There are two new behaviours in Oracle 10g RDBMS that can in extreme cases, in combination with a system that calls dbms_stats very frequently, create a significant performance overhead.
From Oracle 10g, histograms may, by default, be collected automatically. That means that rows are concurrently deleted from and inserted into histgrm$ and hist_head$, leading to contention and consistent read.
- Also from Oracle 10g, every time you collect statistics on a table the old statistics are retained in the SYS.WRI$_OPTSTAT%HISTORY tables. If histograms have previously been collected, these are also copied. DBMS_STATS has the additional overhead of writing this history. I found in excess of 10,000 versions of previous statistics for some tables, because the batch processes have updated statistics on working storage tables that many times.
- dbms_stats also appears to be responsible for purging history older than the retention limit. The default retention period is 31 days. I have seen concurrent calls to dbms_stats blocked on row level locks on the statistics history tables. For me, this occurred 31 days after the system went live on a significantly increased volume.
- Disable statistics history by using dbms_stats.alter_stats_history_retention to set the retention period to zero. Unfortunately this can only be set at database level.
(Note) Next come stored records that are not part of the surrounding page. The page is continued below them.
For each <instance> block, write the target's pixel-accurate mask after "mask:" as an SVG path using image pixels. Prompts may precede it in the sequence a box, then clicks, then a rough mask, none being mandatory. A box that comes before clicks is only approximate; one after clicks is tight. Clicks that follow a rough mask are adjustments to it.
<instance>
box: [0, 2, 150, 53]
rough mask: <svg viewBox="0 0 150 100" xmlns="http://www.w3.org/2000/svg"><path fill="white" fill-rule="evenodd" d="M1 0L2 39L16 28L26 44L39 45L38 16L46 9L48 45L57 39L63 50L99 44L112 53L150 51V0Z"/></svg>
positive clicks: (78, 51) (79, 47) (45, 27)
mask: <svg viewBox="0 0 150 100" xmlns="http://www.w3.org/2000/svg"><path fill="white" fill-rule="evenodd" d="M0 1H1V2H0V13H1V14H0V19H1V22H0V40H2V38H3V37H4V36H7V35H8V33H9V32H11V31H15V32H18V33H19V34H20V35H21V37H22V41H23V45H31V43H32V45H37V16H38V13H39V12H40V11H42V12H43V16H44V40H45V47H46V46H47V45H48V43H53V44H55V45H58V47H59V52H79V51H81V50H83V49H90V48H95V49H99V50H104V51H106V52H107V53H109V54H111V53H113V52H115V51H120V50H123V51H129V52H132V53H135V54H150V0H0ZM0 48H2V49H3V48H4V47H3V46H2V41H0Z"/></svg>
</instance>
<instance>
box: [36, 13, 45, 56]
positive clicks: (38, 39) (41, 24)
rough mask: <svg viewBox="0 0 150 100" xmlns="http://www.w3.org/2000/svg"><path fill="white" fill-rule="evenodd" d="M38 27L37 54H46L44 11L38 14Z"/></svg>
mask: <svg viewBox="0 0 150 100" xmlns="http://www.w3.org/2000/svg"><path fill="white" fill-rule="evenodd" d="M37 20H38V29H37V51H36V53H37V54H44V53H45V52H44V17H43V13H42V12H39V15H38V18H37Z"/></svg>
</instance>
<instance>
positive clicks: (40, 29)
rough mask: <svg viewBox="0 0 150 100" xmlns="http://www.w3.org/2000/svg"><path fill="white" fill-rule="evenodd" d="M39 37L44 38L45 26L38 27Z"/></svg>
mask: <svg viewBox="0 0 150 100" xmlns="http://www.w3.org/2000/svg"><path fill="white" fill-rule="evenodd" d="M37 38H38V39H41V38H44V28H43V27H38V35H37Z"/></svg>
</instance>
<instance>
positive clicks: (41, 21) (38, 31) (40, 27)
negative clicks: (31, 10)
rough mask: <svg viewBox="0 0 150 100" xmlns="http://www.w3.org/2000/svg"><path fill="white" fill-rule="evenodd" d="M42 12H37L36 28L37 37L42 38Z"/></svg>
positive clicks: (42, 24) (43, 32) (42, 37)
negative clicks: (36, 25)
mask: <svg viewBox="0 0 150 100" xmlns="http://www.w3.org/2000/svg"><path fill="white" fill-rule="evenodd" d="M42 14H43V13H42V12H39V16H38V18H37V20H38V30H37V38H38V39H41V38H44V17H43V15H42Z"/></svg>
The statistics history is there in case you want to revert to a previous version of the statistics should a new set of statistics produce a problem, but it is only used rarely, and I think this is a necessary sacrifice.
- Use Oracle Optimizer Dynamic Sampling. However, I suggest increasing the level from the default of 2 to 4 to increase the situations in which it is used.
- Introduce the new version of the PL/SQL wrapper package for dbms_stats so that you can specify the records for which statistics will be explicitly collected, and whether histograms are to be collect. Thus you can reduce the number of calls to dbms_stats.